I've discovered that oyez.org has Supreme Court audio going back to the 1960s. I've been listening to some religion cases from the early 1960s, and I've noticed some very interesting things. I listened to three different cases (two decided together), and I wrote up a bunch of thoughts along the way. I wanted to post some on the substantive issues of the cases, but for this post I'm restricting myself to some interesting observations on side issues that came up along the way. The cases involved have to do with prayer and Bible reading in public schools.
It's fascinating listening to these oral arguments a half-century later. It's like listening to radio broadcasts from the period, which our local NPR station plays sometimes in the evenings, except these are all names I've read about and who have authored opinions that have shaped the application of constitutional rights that we all just assume now. It's hard for me to imagine its being a live issue legally whether you can author a prayer for students to say every morning in school or whether you can have students reading passages from the Bible every single day over a loudspeaker to a whole school.
One of the issues that kept coming up when the Supreme Court took public Bible reading in schools to be sectarian was which Bible translation was being used. It seems that the King James Version was seen as particularly sectarian, and the only other Bible versions they even mentioned were the Douay-Reims translation of the Latin Vulgate (which apparently at the time was the standard English version among Catholics) and some Jewish translation of the Hebrew scriptures that I'd never heard of before this (the Jewish Publication Society version wasn't until I was in college).

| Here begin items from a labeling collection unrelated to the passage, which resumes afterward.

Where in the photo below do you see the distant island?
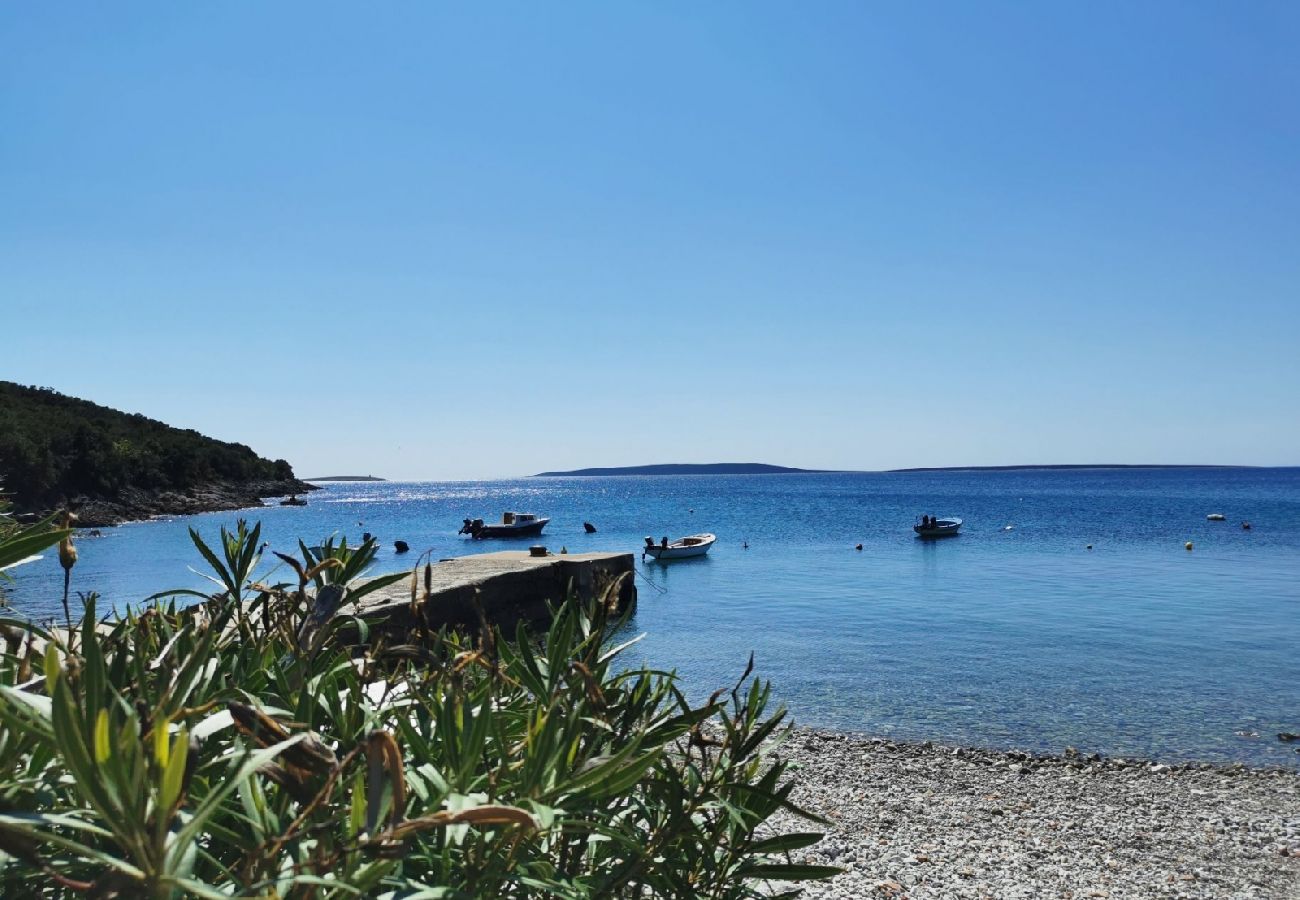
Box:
[533,463,827,479]
[0,381,316,527]
[887,463,1251,472]
[303,475,387,481]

Apparently there were riots at some point in the past over which Bible version was read when Catholics tried to get the Douay-Rheims translation included along with the KJV in school readings, and there was a public book-burning of the RSV as late as the early 1950s. At least the criticism of the TNIV hasn't usually gotten to those kinds of extremes.
One lawyer opposing Bible-reading represented Unitarians, whose claim was that reading the KJV opposed their beliefs by favoring the Trinity (e.g. for capitalizing "Spirit" in Genesis 1, which of course wouldn't be heard in a public reading, but he probably didn't know enough to point out the Trinitarian additions in the KJV in I John, which would have been a much stronger argument).
In a completely unrelated issue, I noticed at least three different people (among the various lawyers and justices) using the word 'infants' to refer to fifteen-year-olds without anyone thinking anything funny was going on with such a use. What's up with that? If Baptists had realized that that word could refer to a teenager, they would have been perfectly fine with Presbyterian views of baptism all these years.
One participant argued that the use of the name "Holy Bible" showed sectarianism. The response was that this is not a description but a name. It's probably less so now, but I think that was certainly right. In the 1960s, you probably couldn't buy a Bible without that title, and I suspect many people who didn't see the Bible as authoritative for life called it that without considering its meaning as a description, just as many Jews use 'Jesus Christ' without intending any Messianic overtones.
I intend to post some thoughts on more substantive issues in separate posts. Some of them are not quite central to the case but involve detailed issues and deserve their own posts. It would have been a huge post to include all that plus the main issues plus these side points all in one post, so I'm sort of working my way toward the central questions of the case.